The brothers stumbled tragically into disco at the mercantile behest of producer Robert Stigwood, who was bankrolling a movie based on what turned out to be a largely invented New Yorker article about Brooklyn’s very real 70s underground dance culture. For that film, fellow Aussie and longtime producing partner Stigwood asked his boys for more of the ‘R & B’ the guys had featured haltingly on their recent “Main Course” album (listen to “Edge of the Universe” from that record. I beg thee, listen to “Baby As You Turn Away” as Barry tastefully explores, in a melodic swoon, his newfound falsetto. If you’ve a lick of sense, skip the risible “Jive Talkin'”, whose street-cred-seeking apostrophe foreshadows the coming sorrow). The boys obliged Stigwood, and were themselves as freaked as the rest of the world when the shoestring-budgeted little movie took off like a ballistic mirror ball.
The accompanying mayhem and largesse rang down a curtain, as often happens. Inevitably, disco fell out; lavishly and with much ado. The torch-carrying mob rose up to murder its emissaries and the Bee Gees were first in line to the gallows. They are hanging there still. Later, impish little brother Andy would come over to the states and make pop waves and grace the cover of Tiger Beat Magazine before sampling a little powdered sugar and taking it to heart, in fairly short order passing away in hospital at the age of 30, almost before his broken mother’s eyes. Bee Gee Maurice would die suddenly of a knotted intestine some years later and the grief would stun the surviving brothers into what would turn out to be an unbroken silence.
In a documentary made just before the very end, Barry and Robin, looking weathered and defeated, vow before the camera that they really want to get back into the studio, come in from the wilderness. The unintentionally elegiac documentary ends with Barry and a gaunt, bewigged Robin obliging the videographer with a couple roughly harmonized lines of old school, Pre Fall Bee Gees, looking at each other across the ages and smiling tiredly. Soon thereafter, dulcet-voiced twin Robin would slowly succumb to cancer, joining Maurice somewhere, it’s nice to think, though evidence is scant.
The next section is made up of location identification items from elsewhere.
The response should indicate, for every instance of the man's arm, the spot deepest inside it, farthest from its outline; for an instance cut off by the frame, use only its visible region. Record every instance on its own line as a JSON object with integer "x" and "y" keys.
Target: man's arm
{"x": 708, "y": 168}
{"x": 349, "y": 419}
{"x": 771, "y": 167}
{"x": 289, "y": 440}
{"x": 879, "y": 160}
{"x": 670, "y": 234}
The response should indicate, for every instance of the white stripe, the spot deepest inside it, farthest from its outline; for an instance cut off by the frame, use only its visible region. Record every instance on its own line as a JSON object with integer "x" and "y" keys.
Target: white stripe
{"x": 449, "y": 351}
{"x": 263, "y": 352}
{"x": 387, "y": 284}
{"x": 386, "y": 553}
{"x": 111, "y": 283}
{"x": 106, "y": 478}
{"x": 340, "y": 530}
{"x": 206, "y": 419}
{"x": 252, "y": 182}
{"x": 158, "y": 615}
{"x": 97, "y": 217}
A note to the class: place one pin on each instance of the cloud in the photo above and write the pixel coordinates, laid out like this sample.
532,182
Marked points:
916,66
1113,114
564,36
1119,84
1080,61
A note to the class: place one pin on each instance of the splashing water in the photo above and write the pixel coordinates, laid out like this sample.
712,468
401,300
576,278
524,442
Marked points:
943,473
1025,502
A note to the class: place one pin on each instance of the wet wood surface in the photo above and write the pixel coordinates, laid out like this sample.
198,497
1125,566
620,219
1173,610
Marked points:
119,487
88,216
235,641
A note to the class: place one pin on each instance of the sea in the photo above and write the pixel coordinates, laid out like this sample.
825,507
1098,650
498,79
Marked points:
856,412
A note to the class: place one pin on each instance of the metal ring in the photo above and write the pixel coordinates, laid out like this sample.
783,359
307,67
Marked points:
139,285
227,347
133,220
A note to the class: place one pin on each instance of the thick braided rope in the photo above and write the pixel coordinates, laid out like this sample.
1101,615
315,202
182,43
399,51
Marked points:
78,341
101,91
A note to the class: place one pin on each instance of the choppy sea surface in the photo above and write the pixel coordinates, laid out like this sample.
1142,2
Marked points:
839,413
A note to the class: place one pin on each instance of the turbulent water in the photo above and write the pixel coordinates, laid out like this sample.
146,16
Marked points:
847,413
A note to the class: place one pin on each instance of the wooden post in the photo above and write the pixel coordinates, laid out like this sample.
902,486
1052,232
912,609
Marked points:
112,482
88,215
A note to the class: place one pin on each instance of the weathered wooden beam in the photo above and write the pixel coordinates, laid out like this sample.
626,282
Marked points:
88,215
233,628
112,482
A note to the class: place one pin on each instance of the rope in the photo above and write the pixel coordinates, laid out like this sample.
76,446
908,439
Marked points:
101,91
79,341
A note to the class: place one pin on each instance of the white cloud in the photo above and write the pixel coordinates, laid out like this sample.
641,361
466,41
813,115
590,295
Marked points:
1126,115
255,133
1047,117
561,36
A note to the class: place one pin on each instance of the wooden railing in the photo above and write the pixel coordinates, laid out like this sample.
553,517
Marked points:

Now big brother Barry, 66 at this writing, is left to recollect. When the Brothers Gibb were wearing button-down shirts and blue jeans, singing songs like “To Love Somebody” and smiling unguardedly at the camera, Robin cupping his ear in performance to capture that inimitable harmony, they might not have guessed at the steamroller they would become, and how the later Disco Big Bang would poison their legacy. For some of us who know the boys by their gorgeous earlier efforts, the question still remains, and we can assume Barry asks it of himself every day on waking; how CAN you mend a broken heart?